Nog even en dan wordt het schemerig. Perfecte omstandigheden om dat roedel herten te vinden. Ik loop al een uur voorzichtig door het bos. Hier ergens zijn ze gisteren gezien door Gerard. Voor het eerst in dertig jaar zijn er weer herten bij ons. Een bijzonder goed resultaat na tientallen jaren actie voeren voor stiltegebieden en waadplaatsen en het sluiten van crosspaden. Dat deze herten eindelijk de A50 zijn overgestoken is de kroon op ons werk. Gewapend met mijn Nikon en een tas vol lenzen nader ik heimelijk de waadplaats waar Gerard ze gespot heeft. Ik hoop op mooie foto’s.
Op een meter of vijftien van de waadplaats is een plek waar ik een perfecte doorkijk heb. Ik ga er op mijn buik liggen met de Nikon in de aanslag. En alsof ze op mij gewacht hebben komen na een paar minuten de herten mijn beeld in lopen. Een trots mannetje met een prachtig gewei gevolgd door een stuk of wat vrouwtjes en zelfs een reekalf.
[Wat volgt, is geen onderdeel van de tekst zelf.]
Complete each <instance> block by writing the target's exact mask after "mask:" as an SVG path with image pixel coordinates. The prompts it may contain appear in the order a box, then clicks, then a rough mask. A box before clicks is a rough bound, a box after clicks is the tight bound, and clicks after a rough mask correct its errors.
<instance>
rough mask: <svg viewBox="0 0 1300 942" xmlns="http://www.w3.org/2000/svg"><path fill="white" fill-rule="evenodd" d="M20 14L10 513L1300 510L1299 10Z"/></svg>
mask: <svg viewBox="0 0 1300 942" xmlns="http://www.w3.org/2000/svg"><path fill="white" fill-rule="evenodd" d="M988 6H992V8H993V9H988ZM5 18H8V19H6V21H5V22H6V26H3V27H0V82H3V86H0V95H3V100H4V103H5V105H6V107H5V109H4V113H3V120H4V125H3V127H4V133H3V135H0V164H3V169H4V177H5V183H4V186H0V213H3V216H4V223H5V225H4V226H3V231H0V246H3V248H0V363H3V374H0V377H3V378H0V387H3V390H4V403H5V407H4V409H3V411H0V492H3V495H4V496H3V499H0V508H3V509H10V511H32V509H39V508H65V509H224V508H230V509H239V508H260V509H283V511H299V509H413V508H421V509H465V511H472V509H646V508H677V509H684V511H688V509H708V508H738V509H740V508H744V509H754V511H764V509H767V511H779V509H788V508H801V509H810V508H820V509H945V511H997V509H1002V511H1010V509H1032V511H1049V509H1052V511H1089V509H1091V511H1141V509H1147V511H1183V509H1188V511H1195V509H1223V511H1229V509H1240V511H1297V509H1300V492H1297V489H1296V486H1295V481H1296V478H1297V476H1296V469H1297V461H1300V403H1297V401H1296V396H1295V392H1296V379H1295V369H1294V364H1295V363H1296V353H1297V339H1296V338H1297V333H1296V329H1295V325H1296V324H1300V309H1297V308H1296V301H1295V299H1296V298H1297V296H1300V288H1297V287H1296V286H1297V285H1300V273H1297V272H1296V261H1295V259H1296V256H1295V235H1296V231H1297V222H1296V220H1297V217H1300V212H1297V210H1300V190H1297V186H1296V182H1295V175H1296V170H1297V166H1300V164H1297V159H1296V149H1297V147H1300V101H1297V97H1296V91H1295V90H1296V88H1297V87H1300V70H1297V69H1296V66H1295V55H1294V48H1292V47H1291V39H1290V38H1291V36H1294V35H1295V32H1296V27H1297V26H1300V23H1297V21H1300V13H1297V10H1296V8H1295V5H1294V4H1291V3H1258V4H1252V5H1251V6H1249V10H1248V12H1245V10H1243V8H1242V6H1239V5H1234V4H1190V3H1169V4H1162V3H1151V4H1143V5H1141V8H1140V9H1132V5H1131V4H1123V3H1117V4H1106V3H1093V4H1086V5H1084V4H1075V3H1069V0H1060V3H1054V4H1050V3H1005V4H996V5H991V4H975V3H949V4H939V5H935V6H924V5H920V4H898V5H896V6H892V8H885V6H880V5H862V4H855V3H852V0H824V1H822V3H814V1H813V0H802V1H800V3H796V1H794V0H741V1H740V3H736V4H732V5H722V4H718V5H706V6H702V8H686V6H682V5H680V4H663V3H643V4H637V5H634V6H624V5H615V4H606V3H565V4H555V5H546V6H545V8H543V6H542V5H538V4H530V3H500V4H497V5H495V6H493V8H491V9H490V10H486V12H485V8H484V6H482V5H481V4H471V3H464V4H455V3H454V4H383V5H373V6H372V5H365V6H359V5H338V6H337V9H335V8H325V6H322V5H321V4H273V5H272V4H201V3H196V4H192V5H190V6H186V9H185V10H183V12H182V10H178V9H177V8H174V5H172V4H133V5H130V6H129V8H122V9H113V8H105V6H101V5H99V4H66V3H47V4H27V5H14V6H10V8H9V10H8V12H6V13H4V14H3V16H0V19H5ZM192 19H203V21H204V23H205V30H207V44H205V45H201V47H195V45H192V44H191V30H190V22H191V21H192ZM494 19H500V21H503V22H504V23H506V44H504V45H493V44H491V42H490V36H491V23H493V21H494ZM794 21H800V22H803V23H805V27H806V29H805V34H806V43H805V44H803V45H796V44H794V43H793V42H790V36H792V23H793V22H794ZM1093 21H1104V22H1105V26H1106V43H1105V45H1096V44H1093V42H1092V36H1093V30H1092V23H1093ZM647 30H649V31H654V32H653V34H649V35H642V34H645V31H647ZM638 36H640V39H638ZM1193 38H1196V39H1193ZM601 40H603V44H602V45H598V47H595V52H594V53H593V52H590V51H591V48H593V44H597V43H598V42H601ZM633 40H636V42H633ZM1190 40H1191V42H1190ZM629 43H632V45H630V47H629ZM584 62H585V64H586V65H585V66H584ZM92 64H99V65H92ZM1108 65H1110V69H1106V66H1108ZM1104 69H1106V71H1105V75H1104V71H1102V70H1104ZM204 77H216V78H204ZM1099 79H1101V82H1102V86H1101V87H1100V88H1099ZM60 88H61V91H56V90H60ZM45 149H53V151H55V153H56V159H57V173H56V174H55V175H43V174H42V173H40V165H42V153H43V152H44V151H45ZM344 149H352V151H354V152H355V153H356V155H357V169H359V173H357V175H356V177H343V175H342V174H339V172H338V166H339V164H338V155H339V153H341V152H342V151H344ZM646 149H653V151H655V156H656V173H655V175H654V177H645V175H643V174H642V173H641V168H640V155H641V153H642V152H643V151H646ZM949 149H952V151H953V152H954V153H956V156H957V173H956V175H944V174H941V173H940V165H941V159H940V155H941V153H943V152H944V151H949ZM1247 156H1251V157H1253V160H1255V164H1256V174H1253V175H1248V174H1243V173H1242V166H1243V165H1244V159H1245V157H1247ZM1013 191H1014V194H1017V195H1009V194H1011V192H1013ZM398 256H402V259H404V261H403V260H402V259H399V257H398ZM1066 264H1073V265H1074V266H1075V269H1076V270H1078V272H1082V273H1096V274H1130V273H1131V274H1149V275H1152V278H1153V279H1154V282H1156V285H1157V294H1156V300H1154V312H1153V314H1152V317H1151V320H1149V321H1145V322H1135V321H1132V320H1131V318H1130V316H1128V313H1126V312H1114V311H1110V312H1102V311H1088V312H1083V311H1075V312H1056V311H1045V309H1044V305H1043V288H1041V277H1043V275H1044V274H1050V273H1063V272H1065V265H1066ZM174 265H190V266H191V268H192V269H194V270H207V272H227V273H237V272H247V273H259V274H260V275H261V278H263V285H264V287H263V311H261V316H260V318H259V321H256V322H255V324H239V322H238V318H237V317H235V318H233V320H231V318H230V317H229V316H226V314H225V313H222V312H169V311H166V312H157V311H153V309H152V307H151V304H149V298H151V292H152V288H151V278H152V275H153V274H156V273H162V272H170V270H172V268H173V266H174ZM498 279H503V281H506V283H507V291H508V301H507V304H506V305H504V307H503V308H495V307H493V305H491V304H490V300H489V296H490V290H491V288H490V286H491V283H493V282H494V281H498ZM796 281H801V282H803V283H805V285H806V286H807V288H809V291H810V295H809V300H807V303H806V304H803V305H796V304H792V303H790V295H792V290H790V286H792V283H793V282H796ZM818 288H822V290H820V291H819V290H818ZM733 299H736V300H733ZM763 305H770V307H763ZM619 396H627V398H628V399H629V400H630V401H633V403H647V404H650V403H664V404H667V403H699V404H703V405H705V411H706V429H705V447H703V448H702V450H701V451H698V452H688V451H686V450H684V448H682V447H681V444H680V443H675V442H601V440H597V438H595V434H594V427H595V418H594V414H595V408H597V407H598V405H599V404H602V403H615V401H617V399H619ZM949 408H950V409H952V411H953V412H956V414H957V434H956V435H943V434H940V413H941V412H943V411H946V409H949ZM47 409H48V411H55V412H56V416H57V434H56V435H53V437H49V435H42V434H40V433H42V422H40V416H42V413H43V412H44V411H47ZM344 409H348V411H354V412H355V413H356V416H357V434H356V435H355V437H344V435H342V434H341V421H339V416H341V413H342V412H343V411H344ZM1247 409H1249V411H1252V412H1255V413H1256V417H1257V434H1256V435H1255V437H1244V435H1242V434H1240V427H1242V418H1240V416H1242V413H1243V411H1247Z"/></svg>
Ze stoppen bij het water en een paar beginnen te drinken, de rest loopt een beetje rond.
Ik zoom zo ver mogelijk in op het reekalf, zijn kop vult de zoeker en ik wacht op het perfecte moment. Hij draait zijn kop en kijkt mijn kant op alsof hij me ziet. Dit wordt de winnende foto en ik druk af.
De zoeker wordt even zwart door het kantelen van de spiegel en op dat moment hoor ik een schot. De zoeker komt weer vrij, maar het kalf is uit het beeld weg. Ik snap niet helemaal wat er gebeurd is.
Dan komen er blaffende honden rechts uit het bos en hoor ik opgewonden roepen. “Bullseye, dwars door zijn harses! Wat een goed schot man. Geweldig.”
Automatisch kijk ik op het beeldscherm van de camera, zoals ik al honderdduizend keer heb gedaan na een foto. Het is een perfect scherp beeld van de kop van het kalf met aan de linkerkant een fontein van bloed en ander materiaal. Het is een afgrijselijk en surrealistisch beeld. Langzaam dringt tot me door waar ik naar kijk en met het groeien van het besef wordt ik steeds kwader.
Woedend sta ik op, begin te schelden naar de jagers en ren op ze af. Ze draaien zich verbaasd naar me om. Ergens onderweg heb ik onbewust een stevige tak gepakt. Zij zien het ook en beginnen bezwerende gebaren te maken. Heeft geen zin, moordlust is niet te stoppen. Ik ben bijna bij ze en ik hef de tak hoog boven mijn hoofd. Eentje pakt zijn geweer. Het kan me niet schelen hoe dit afloopt.